While it can be argued that the Copeland sites have communities familiar with nuclear waste, it is an alien industry for Theddlethorpe, where geologists are studying the clay rock under the seabed.
Proponents of a GDF at Theddlethorpe, where a facility would be built onshore and the store tunnelled under the sea six miles off the coast, argue it will bring not only jobs but investment – in flood defences, road improvements and rail links. Detractors say its largely retired community will barely contribute to the workforce, and its holiday parks will play host only to construction workers while tourism slowly dies. A government gaffe in which Skegness was wrongly spelled as “Skegross” on a map did little to engender local support.
Ken Smith, a retired former lecturer and chair of the Guardians of the East Coast pressure group, says: “People call us nimbys and tell us that we’re only interested in the impact on house prices, but that’s a red herring. It’s about the people who live here and the way this could change their lives.”
A test of public support for the Theddlethorpe project is likely to be conducted in 2027. Jon Collins, the independent chair of the Theddlethorpe GDF Community Partnership, says only a small number of the 10,000 people who live in the search area have yet expressed an opinion. “There are a lot of people who have yet to engage. People deserve the opportunity to have a proper debate with all the facts before a decision is made.”

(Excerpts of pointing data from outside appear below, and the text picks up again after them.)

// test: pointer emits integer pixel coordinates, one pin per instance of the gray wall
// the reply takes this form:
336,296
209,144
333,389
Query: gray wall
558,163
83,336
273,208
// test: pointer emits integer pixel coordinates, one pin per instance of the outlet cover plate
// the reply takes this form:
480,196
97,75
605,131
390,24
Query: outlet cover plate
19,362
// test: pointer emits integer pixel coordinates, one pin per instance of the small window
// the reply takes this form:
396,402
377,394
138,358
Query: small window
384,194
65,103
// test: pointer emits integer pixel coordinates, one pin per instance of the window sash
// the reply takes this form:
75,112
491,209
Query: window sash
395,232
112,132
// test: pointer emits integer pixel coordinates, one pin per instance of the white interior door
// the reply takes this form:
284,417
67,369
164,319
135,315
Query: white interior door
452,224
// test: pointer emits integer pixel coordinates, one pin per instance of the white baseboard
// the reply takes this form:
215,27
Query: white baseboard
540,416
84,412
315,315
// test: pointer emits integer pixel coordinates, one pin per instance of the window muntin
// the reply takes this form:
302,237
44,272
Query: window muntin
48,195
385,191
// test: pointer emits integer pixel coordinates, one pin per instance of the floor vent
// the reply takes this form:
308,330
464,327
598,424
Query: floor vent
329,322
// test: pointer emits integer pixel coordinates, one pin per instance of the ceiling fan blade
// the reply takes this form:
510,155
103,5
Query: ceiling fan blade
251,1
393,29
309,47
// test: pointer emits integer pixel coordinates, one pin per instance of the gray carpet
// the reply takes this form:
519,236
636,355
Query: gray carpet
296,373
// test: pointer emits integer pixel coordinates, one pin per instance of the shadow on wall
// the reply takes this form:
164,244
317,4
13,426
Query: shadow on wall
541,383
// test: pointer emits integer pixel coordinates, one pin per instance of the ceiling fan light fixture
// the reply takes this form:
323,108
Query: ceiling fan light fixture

In Mid Copeland, David Moore, 70, a retired farmer, says local support for the project has increased in recent years. “Our community has been brought up handling radioactive waste,” says Moore, a representative on the Mid Copeland GDF community partnership. “We have a highly skilled workforce, and know it brings highly paid jobs.” Residents in nearby South Copeland are more circumspect, he claims.
A contentious element of the project has been the £1m a year in funds offered to prospective sites, handed out by NWS. Spending has included £382,067 for an adventure playground, garden and CCTV at the village halls; £49,981 on a project to reduce loneliness; and £26,102 to the Parrot Zoo Trust. Some locals see the taxpayer money as a “bribe”; others argue the money might as well be taken while the debate continues.
Collins says any final decision needs to take into account both local opinion and the best geological conditions for the site.
But Smith says: “A GDF is simply sweeping the problem under the carpet. My worry is that I want future generations to enjoy what I have I can take my grandchildren for a picnic on the beach: you can’t do that at Sellafield. I do not want the area to be torn apart. If they industrialise this coastline then all that enjoyment will be lost.”
NWS said: “A GDF will only be built where there is a suitable site and a willing community. This is a consent-based process and we are committed to giving local people all the information they need, listening to all voices and letting local people have their say on the topic.”